Chapitre 3 (suite et fin)





Alexandre Caillard sentit une mauvaise sueur froide lui dégouliner dans le bas des reins. Juste au-dessus de l’élastique de son slip. Il frissonna.
– Vous m’écoutez ? disait le commissaire qui le secouait par la manche.
– Oui…, finit par balbutier Caillard.
– Ressaisissez-vous ! lui ordonna-t-il à voix basse. Vous allez nous faire remarquer avec cette tête-là, ajouta-t-il en jetant un regard vers le comptoir du bistrot du Quartier Latin où ils s’étaient donné rendez-vous.
Le commissaire José Perez éprouvait un profond mépris pour Alexandre Caillard. Ce lâche qui avait trahi ses camarades le plus facilement du monde, par simple trouille, quasiment au quart de tour. Et qui faisait maintenant dans son froc.
Il se demandait si cette rencontre n’était pas une erreur. Il se mit à douter que Caillard fût en état de lui être utile.
– Il sait, pour moi ? demanda Alexandre Caillard d’une voix blanche.
Le commissaire haussa les épaules.
– Personne de chez nous ne le lui a dit, mais il peut s’en douter s’il n’est pas trop bête, ou le soupçonner.
Il ne pouvait saisir le regard de Caillard. Depuis qu’il lui avait appris la « nouvelle », le jeune homme gardait la tête baissée.
Le commissaire patienta en tournant machinalement sa cuillère dans la tasse de café qui était à présent refroidi. Il lui laissait le temps de parvenir par lui-même à la conclusion logique.

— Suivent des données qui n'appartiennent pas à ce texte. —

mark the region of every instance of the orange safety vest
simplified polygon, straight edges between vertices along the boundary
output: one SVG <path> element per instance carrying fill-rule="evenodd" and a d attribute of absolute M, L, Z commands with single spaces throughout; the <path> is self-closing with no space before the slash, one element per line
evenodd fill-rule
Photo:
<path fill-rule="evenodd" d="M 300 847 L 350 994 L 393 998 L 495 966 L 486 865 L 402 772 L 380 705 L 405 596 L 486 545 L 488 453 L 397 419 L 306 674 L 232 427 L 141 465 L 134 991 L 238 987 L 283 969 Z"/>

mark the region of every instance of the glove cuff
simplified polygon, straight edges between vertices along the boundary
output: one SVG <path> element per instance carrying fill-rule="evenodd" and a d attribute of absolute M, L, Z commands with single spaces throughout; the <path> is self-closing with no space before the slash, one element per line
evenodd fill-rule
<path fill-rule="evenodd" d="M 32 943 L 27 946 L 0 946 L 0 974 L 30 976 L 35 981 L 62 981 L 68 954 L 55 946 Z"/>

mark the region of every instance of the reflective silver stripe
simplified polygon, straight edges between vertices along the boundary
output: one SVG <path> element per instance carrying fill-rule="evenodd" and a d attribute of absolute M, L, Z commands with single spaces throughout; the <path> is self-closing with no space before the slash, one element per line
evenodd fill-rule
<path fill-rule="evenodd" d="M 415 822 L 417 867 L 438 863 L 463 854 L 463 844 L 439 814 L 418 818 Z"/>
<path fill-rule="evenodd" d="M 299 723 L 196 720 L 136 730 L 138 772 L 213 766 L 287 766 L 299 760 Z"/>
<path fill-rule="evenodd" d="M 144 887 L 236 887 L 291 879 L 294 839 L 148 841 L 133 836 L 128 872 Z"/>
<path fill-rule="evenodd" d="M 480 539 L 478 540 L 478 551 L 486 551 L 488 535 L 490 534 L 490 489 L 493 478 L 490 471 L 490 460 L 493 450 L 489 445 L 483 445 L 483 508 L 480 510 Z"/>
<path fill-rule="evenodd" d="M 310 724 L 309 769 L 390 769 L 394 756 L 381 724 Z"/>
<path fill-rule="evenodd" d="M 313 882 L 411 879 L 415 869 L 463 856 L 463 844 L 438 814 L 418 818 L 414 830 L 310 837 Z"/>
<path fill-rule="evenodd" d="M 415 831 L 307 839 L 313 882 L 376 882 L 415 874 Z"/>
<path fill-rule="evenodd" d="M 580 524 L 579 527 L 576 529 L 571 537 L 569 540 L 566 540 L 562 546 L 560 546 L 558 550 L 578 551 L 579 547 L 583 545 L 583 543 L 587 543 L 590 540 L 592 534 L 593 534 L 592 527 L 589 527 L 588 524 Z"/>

Ça tardait. Caillard restait sonné.
Le policier décida de l’aider.
– C’est une tête brûlée, dit-il négligemment en continuant de touiller son café froid. Il va sûrement remuer beaucoup de choses et déranger pas mal de gens.
Il marqua une pause.
Alexandre Caillard avait relevé la tête. Mais il ne donnait pas l’impression d’être sorti complètement de ce qui était pour lui une sorte de cauchemar.
– Qu’en pensez-vous, vous qui l’avez bien connu ? reprit le commissaire. En plus, il n’est pas exclu qu’il veuille prendre contact avec son ex-petite amie…
Le commissaire José Perez pouvait suivre le cheminement des pensées de Caillard sur son visage poupin. Quasiment à livre ouvert.
Alexandre Caillard sortit de son mutisme.
– C’est la merde…
– Je ne vous le fais pas dire. Et c’est parfaitement résumé. Je dois reconnaître que votre situation n’est pas si facile et que je me sens une part de responsabilité à votre égard. Mais nous pouvons peut-être nous rendre service.
Le commissaire vit dans le regard de son vis-à-vis que sa proposition avait éveillé de l’intérêt. Caillard avait besoin d’une bouée à laquelle se raccrocher.
Le policier jeta la bouée.
– Il faut qu’il disparaisse. Ce serait mieux pour tout le monde. Vous ne croyez pas ?
La réaction de Caillard ne se fit pas attendre.
Il hocha la tête. Comme de contentement.
Il en était écœurant, estima le commissaire qui, pourtant, en avait vu d’autres.
Il n’avait pas dit : « Oh oui ! » comme un gosse auquel on propose une sortie agréable. Mais c’était tout comme. Il n’y avait qu’à voir ce sourire qui s’épanouissait sur sa face aux traits un peu mous.
« Comme toujours, se dit le policier, il n’y a que le premier pas qui coûte. » La suite ne poserait pas trop de problèmes.
Alexandre Caillard se rembrunit.
– Mais comment ? demanda-t-il, une pointe d’inquiétude dans la voix.
Le commissaire sourit largement.
– N’ayez crainte. Vous n’aurez qu’un petit rôle. Personne ne pourra vous reprocher quoi que ce soit. Et puis, seul vous et moi serons au courant…
Alexandre Caillard n’avait pas l’intention de lâcher sa bouée.
Il hocha la tête.
– Le plus tôt sera le mieux, reprit le policier. Dès qu’il sera à Paris et prendra contact avec vous, appelez-moi à ce numéro.
Il lui tendit une carte de visite au nom d’une société espagnole d’import-export.
– Ne lui laissons pas le temps de remuer le passé, ajouta-t-il en lui tapotant le bras.



© Alain Pecunia, 2009.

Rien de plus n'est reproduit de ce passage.